Rodrigo Hernán Lloreda Caicedo (2 September 1942 — 4 February 2000) was a Colombian lawyer and politician who was appointed to several senior positions under different presidents, with both domestic and foreign affairs responsibilities, beginning in 1968 as appointed governor of his department and briefly as ambassador to the United States. In his last post, Lloreda was the 17th Minister of National Defence, serving under President Andrés Pastrana Arango from 1998 to 1999.

==Early life and education==
Born on 2 September 1942 in Santiago de Cali, Valle del Cauca, Rodrigo Hernán was the youngest of three children of Álvaro Lloreda Caicedo, a wealthy Colombian industrialist and politician, who in 1949 founded the newspaper El Pais (Cali), which he directed for 25 years. His mother was Mercedes Caicedo Ortiz, from Costa Rica.

His family's political and economic status meant that Lloreda received a privileged education.
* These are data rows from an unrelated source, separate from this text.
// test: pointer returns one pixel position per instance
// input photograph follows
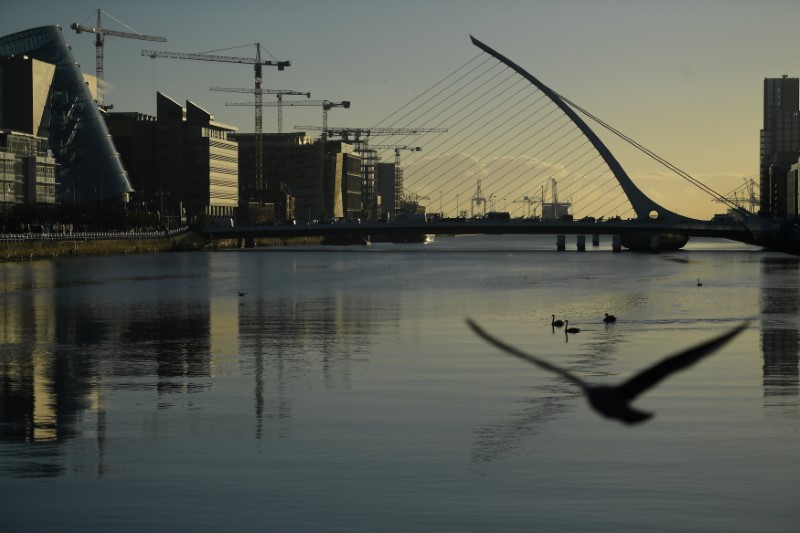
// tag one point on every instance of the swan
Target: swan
(613, 401)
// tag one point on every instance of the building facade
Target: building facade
(27, 171)
(182, 162)
(320, 184)
(89, 169)
(780, 144)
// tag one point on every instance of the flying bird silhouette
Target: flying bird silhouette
(614, 401)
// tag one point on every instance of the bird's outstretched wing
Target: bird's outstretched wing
(651, 376)
(524, 356)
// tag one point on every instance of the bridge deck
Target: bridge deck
(735, 232)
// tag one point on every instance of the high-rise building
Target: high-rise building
(63, 111)
(780, 143)
(27, 171)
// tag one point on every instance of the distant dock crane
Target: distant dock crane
(99, 43)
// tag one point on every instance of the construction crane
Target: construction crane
(368, 157)
(358, 133)
(744, 194)
(326, 105)
(99, 43)
(257, 63)
(279, 93)
(398, 173)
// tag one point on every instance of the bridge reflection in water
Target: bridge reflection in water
(652, 235)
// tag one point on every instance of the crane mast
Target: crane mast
(257, 63)
(99, 44)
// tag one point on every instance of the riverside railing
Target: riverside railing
(91, 235)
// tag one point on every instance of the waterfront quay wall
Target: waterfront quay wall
(22, 247)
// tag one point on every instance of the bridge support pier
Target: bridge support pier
(655, 243)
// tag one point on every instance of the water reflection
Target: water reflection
(75, 332)
(780, 304)
(67, 343)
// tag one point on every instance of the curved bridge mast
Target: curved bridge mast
(641, 203)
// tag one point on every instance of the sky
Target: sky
(683, 78)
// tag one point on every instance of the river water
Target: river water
(344, 392)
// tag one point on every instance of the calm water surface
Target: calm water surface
(344, 392)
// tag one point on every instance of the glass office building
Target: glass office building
(89, 169)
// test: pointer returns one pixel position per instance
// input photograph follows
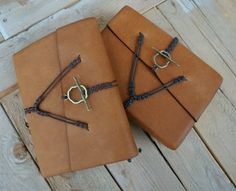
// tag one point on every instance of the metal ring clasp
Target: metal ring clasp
(164, 54)
(85, 92)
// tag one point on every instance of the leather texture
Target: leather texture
(61, 147)
(169, 114)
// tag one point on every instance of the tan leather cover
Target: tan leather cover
(170, 114)
(61, 147)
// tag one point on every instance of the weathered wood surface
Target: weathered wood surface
(96, 178)
(192, 162)
(207, 158)
(17, 169)
(19, 18)
(130, 176)
(221, 146)
(103, 10)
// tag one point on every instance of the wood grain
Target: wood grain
(22, 17)
(17, 169)
(196, 41)
(192, 162)
(221, 18)
(90, 179)
(130, 176)
(147, 171)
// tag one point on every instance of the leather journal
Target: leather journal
(72, 102)
(164, 86)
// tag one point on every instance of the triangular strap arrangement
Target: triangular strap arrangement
(137, 97)
(36, 106)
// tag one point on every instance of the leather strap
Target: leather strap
(134, 97)
(36, 106)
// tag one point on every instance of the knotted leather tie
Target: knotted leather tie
(36, 106)
(137, 97)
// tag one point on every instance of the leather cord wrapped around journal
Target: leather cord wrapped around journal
(72, 102)
(164, 86)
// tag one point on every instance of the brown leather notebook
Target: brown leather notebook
(164, 86)
(72, 102)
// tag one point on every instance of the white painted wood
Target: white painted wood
(18, 19)
(148, 171)
(226, 53)
(194, 38)
(140, 171)
(17, 170)
(91, 179)
(192, 162)
(189, 32)
(1, 38)
(103, 10)
(221, 17)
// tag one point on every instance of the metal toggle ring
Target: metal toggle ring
(85, 92)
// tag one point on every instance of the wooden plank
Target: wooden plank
(200, 45)
(191, 35)
(103, 10)
(90, 179)
(211, 34)
(192, 162)
(8, 90)
(221, 17)
(22, 17)
(17, 170)
(146, 174)
(1, 38)
(147, 171)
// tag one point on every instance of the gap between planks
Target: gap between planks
(172, 15)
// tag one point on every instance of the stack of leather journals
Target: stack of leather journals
(76, 106)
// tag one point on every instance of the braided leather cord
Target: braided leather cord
(132, 96)
(36, 106)
(172, 45)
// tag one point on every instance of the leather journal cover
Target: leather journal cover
(164, 86)
(72, 102)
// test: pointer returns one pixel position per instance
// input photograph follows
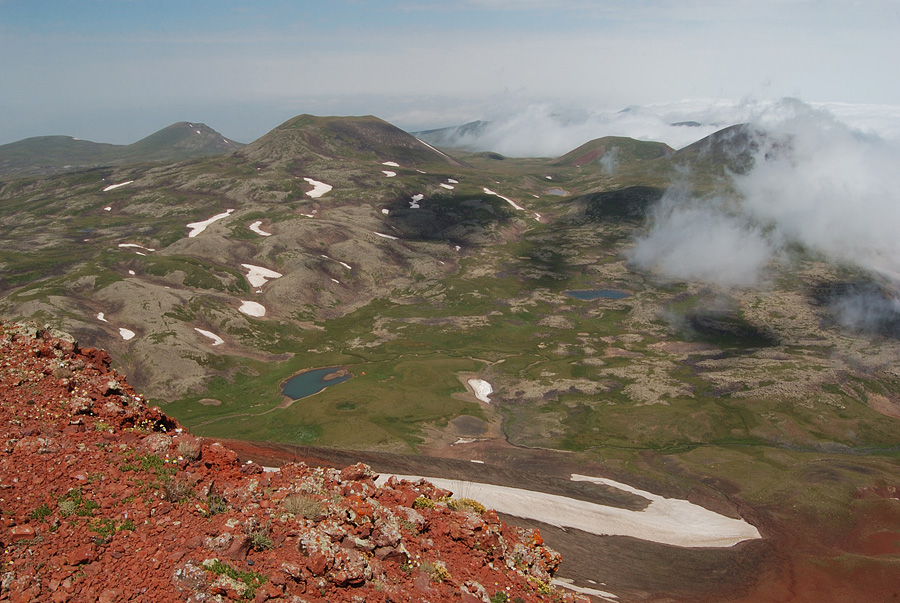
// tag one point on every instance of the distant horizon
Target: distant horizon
(551, 130)
(116, 70)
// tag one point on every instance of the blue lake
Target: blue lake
(589, 294)
(313, 381)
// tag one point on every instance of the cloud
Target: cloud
(816, 186)
(693, 239)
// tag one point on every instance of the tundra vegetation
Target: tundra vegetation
(755, 394)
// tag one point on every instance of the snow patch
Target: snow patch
(666, 521)
(319, 188)
(216, 339)
(482, 389)
(198, 227)
(508, 200)
(255, 228)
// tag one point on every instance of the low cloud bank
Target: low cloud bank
(551, 130)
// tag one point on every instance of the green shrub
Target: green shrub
(41, 512)
(423, 502)
(303, 505)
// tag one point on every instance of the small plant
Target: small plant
(74, 503)
(539, 585)
(466, 504)
(423, 503)
(67, 507)
(437, 570)
(216, 503)
(41, 512)
(303, 505)
(252, 580)
(260, 539)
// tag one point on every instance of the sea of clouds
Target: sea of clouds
(824, 182)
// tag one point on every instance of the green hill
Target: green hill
(46, 155)
(614, 149)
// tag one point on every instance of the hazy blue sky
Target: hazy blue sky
(116, 70)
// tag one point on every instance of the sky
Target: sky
(117, 70)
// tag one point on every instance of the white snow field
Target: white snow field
(198, 227)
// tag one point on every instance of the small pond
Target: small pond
(589, 294)
(312, 382)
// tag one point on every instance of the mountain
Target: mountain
(487, 312)
(453, 136)
(45, 155)
(192, 522)
(345, 139)
(614, 149)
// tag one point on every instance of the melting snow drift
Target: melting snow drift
(198, 227)
(259, 275)
(115, 186)
(252, 308)
(319, 188)
(255, 228)
(665, 520)
(482, 389)
(216, 339)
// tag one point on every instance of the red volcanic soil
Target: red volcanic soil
(799, 559)
(105, 499)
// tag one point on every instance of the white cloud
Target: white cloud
(701, 240)
(816, 183)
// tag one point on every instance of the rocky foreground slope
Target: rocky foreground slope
(103, 498)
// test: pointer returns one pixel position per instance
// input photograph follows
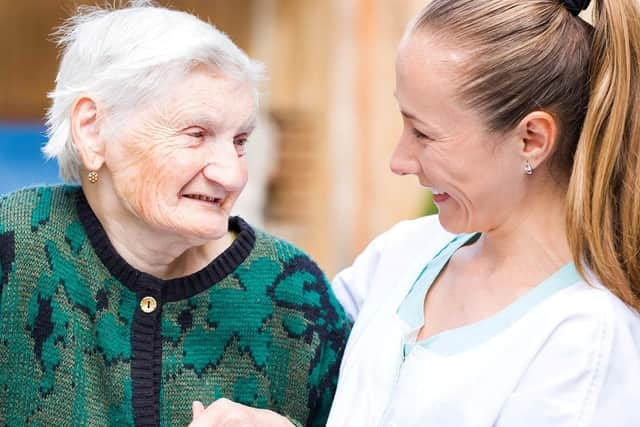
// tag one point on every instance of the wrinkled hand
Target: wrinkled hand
(225, 413)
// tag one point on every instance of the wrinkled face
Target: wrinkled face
(475, 175)
(179, 165)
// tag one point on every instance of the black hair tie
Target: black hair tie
(576, 6)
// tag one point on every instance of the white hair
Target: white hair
(126, 57)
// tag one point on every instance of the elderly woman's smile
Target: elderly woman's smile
(179, 166)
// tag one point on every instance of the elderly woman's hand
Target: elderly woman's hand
(225, 413)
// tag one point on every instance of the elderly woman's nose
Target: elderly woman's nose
(225, 167)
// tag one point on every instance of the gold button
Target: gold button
(148, 304)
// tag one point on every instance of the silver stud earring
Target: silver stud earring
(527, 168)
(93, 177)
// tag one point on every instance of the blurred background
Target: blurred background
(319, 173)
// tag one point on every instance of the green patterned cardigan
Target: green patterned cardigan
(82, 344)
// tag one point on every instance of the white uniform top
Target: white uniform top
(563, 354)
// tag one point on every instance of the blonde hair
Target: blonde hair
(535, 55)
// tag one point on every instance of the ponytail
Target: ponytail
(603, 221)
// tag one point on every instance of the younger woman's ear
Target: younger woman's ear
(85, 131)
(538, 133)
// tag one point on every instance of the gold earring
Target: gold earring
(93, 177)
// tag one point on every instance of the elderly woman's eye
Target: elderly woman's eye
(196, 133)
(241, 145)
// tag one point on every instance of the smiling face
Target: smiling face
(179, 166)
(475, 174)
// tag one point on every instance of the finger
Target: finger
(197, 408)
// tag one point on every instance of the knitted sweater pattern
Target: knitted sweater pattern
(259, 325)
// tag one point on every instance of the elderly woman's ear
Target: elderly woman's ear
(85, 129)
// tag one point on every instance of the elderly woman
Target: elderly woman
(127, 298)
(517, 305)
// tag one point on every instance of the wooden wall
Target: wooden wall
(331, 68)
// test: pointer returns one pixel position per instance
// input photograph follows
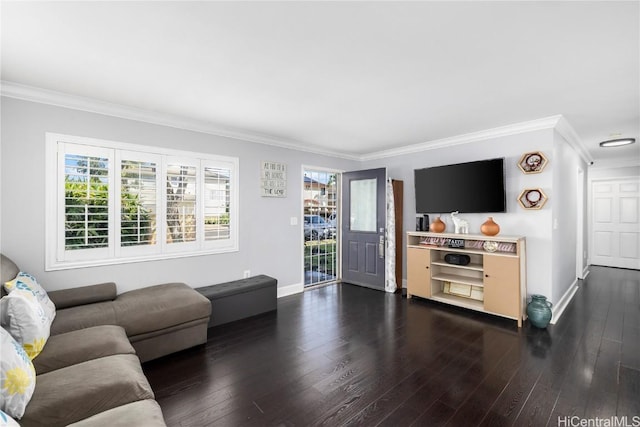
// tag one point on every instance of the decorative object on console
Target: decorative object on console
(437, 226)
(490, 227)
(533, 162)
(490, 246)
(539, 311)
(461, 225)
(532, 198)
(456, 243)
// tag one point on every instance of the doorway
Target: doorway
(615, 223)
(364, 225)
(321, 226)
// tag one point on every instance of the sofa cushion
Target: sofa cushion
(71, 394)
(159, 307)
(17, 376)
(145, 413)
(81, 295)
(82, 345)
(83, 316)
(26, 321)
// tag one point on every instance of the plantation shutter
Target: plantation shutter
(86, 202)
(138, 203)
(217, 203)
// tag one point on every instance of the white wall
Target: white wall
(565, 212)
(268, 243)
(535, 225)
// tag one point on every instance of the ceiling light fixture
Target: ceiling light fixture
(617, 142)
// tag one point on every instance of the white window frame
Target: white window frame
(58, 258)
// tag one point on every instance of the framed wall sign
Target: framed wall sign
(273, 179)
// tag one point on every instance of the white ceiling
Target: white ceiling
(347, 77)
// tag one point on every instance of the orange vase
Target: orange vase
(489, 227)
(437, 226)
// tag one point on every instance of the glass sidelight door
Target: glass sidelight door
(320, 222)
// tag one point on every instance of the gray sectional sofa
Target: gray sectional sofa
(89, 372)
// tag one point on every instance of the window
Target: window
(113, 202)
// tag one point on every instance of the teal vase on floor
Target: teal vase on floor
(539, 311)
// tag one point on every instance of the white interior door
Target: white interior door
(615, 223)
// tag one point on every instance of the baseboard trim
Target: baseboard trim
(559, 308)
(285, 291)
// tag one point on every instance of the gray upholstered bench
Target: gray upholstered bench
(241, 298)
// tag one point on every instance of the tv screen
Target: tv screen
(474, 187)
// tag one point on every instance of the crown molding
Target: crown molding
(45, 96)
(569, 134)
(615, 163)
(513, 129)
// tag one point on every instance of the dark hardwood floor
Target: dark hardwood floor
(346, 355)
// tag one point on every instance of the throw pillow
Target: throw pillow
(26, 282)
(17, 377)
(25, 320)
(7, 421)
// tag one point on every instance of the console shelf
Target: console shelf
(492, 282)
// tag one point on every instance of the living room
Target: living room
(508, 94)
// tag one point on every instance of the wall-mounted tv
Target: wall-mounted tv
(473, 187)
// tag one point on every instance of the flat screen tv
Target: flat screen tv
(473, 187)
After attending the Colegio Berchmans in Cali, he completed most of his primary and secondary studies abroad, first in Switzerland at the École nouvelle de la Suisse romande; then in the United States at the Nyack School for Boys in Nyack, New York; and the Georgetown Preparatory School in Rockville, Maryland. He returned to Colombia after his graduation and was accepted to the Pontifical Xavierian University, where he graduated in 1965 with a Bachelor of Laws.

==Career==
Lloreda became active in the Conservative party, in which his family had held offices for two generations. In 1968 at the age of 26, he was appointed to a four-year term by the President of Colombia as the 51st Governor of Valle del Cauca, his home province. (Since 1991, governors have been elected by popular vote.)

He also served in other appointed positions: as the 22nd Permanent Representative of Colombia to the United Nations, Ambassador to the United States (1986), the 63rd Minister of National Education, and as Minister of Foreign Affairs of Colombia. In his last position, he was appointed as the 17th Minister of National Defence, serving under President Andrés Pastrana Arango from 1998 to 1999. Lloreda died of cancer in February 2000.

==Marriage and family==
Lloreda met Aura Lucía Mera Becerra while he was attending the Pontifical Xavierian University, and they married on 5 December 1964 in Bogotá. Together they had four children: twin boys, Rodrigo and Francisco José; María Mercedes, and Aura Lucía. The couple divorced in 1971.

On 12 October 1974 Lloreda married again, to the folk singer María Eugenia Piedrahíta Plata. They have a daughter, María Eugenia.